The additional step of adjusting for confounders is a method used largely for observational or retrospective studies. It does not apply for a RCT that is designed to screen for and appropriately randomize patients. The original IRB approval was for an unadjusted study, and the first mention of adjusting the numbers was after final data collection.
 
The patient populations in Table 1 are also not that different. Either way, the reported p value of 0.04 is flawed statistics. A better means of obtaining accurate results would have been to not stop the trial early and follow the original protocol.
 
Week 2 of the weekly research article!
 
This week’s topic focuses on on opioid overdose and how to best help these high-risk patients after they leave the ED.
 
1. Weiner 2019 – large sample size retrospective review (11000 patients) of patients who were discharged from the ED following an overdose and mortality outcomes within next year. Found an approximately 5% mortality within 12 months, 1% within 1 month, and found a rate of about 2/3 coming from subsequent overdoses.
 
2. Kestler 2017 – smaller Canadian study that looked at the large gap between utilization of narcan kits and patient willingness to take narcan home. 2/3 of patients were interested in having access and accepted, but only 15% had ever received narcan kits prior to study and providers reported a 2% rate of having offered kits to patients in past. Caveat that may be tough to directly compare across international healthcare systems.
 
3. Gottlieb 2017 – small meta-analysis showing that providing a2-agonists, especially clonidine, decreases symptoms of severe withdrawal and promotes longer duration of rehab/detox compared to placebo.
 
4. Love 2018 – moderate size meta-analysis showing that buprenorphine is even better for same outcomes compared to clonidine. Both #3 and 4 are primarily outpt based, so role of how to best start this process in the ED is still evolving.

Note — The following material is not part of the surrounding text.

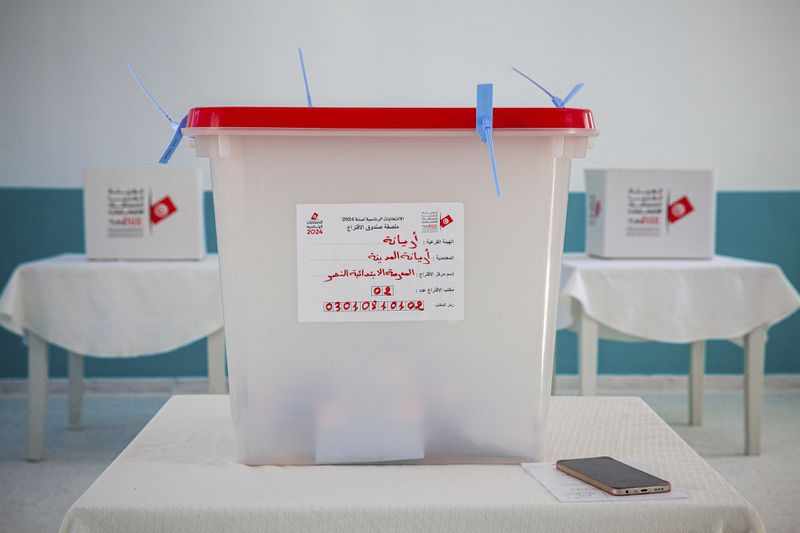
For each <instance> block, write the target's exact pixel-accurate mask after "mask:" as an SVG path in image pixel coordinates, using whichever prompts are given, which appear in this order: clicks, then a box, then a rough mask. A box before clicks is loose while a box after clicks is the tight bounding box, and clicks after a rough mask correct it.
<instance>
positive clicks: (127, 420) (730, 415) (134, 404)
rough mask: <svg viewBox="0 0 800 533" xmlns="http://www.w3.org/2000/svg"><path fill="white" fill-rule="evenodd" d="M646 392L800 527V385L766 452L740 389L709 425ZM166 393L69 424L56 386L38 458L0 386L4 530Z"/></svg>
mask: <svg viewBox="0 0 800 533" xmlns="http://www.w3.org/2000/svg"><path fill="white" fill-rule="evenodd" d="M616 394H618V393H616ZM639 395H640V396H642V397H643V398H644V399H645V400H646V401H647V402H648V403H649V404H650V405H651V406H652V407H653V409H655V410H656V412H658V413H659V414H660V415H661V416H662V417H663V418H664V419H665V420H666V421H667V422H669V423H670V424H672V426H673V427H674V428H675V430H676V431H677V432H678V433H679V434H680V435H681V436H682V437H683V438H684V439H685V440H686V441H687V442H689V444H691V445H692V446H693V447H694V448H695V449H696V450H697V451H698V452H700V454H701V455H703V456H704V457H705V458H706V459H707V460H708V462H709V463H711V465H712V466H714V468H716V469H717V470H718V471H719V472H720V473H721V474H722V475H723V476H724V477H725V478H727V479H728V481H730V482H731V484H733V485H734V486H735V487H736V488H737V489H738V490H739V491H740V492H741V493H742V495H744V496H745V497H746V498H747V499H749V500H750V501H751V502H752V503H753V505H754V506H755V507H756V509H757V510H758V512H759V514H760V515H761V518H762V519H763V521H764V524H765V525H766V527H767V530H768V531H770V532H792V531H798V530H800V525H799V524H800V505H798V503H797V502H798V501H799V500H798V498H800V446H798V444H797V443H798V442H799V441H800V391H796V392H795V391H791V392H770V393H767V395H766V398H765V402H764V406H765V418H764V424H765V426H764V444H763V454H762V455H761V456H759V457H745V456H743V455H742V450H743V448H744V430H743V427H742V424H743V419H744V417H743V411H742V409H743V407H742V396H741V394H739V393H707V394H706V397H705V419H704V424H703V425H702V426H700V427H690V426H688V425H687V423H686V420H687V406H686V402H687V396H686V393H685V392H680V393H679V392H675V393H673V392H669V393H642V394H639ZM165 400H166V396H145V395H119V396H115V395H88V396H87V397H86V400H85V407H84V427H83V429H81V430H80V431H69V430H68V429H67V427H66V426H67V424H66V420H67V402H66V397H65V396H63V395H53V396H51V397H50V399H49V401H48V410H47V441H46V455H47V459H46V460H45V461H43V462H41V463H38V464H31V463H28V462H26V461H25V435H26V429H25V423H26V413H27V409H26V400H25V397H24V396H20V395H3V396H0V428H2V430H1V431H0V532H14V533H18V532H19V533H24V532H33V531H56V530H57V529H58V526H59V525H60V523H61V519H62V518H63V516H64V514H65V513H66V510H67V508H68V507H69V506H70V505H71V504H72V502H73V501H74V500H75V499H76V498H77V497H78V496H80V495H81V493H82V492H83V491H84V490H85V489H86V488H87V487H88V486H89V485H90V484H91V483H92V481H94V479H95V478H96V477H97V476H98V475H99V474H100V473H101V472H102V471H103V469H104V468H105V467H106V466H107V465H108V464H109V463H110V462H111V461H112V460H113V459H114V457H116V455H117V454H118V453H119V452H120V451H122V449H123V448H124V447H125V446H126V444H127V443H128V442H130V440H131V439H132V438H133V437H134V436H135V435H136V433H137V432H138V431H139V430H140V429H141V428H142V427H143V426H144V424H145V423H147V421H148V420H149V419H150V417H151V416H152V415H153V414H155V412H156V411H157V410H158V409H159V407H160V406H161V405H162V404H163V402H164V401H165Z"/></svg>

Week 1 of the weekly research article!
 
Narrowed it down to 4 and couldn’t decide. They’re all things I think we 100% need to know as residents and attendings and I teach the first 2 to every junior regularly.
 
So, I’ll let you guys decide, or (my vote) post at least 2+.
 
1. Corl 2017 – IVC collapsibility DOES help in non-intubated patients. I’ve heard misconceptions that there’s no data for this, and printed out this article to give to juniors who had heard otherwise.
 
2. Pivetta 2019 – POCUS is better than CXR/BNP to assess for ADHF.
 
3. Cortellaro 2017 – cool study that shows that POCUS can identify septic source within 10 mins in 73% of undifferentiated sepsis, compared to routine care at 53% within 3 hrs
 
4. Atkinson 2019 -Cardiac activity on POCUS helps prolong duration of CPR and lead to better outcomes compared to lack of cardiac activity on POCUS (self-explanatory) but more importantly compared to cases with no POCUS at all. Suggests we can occasionally abandon our codes too early.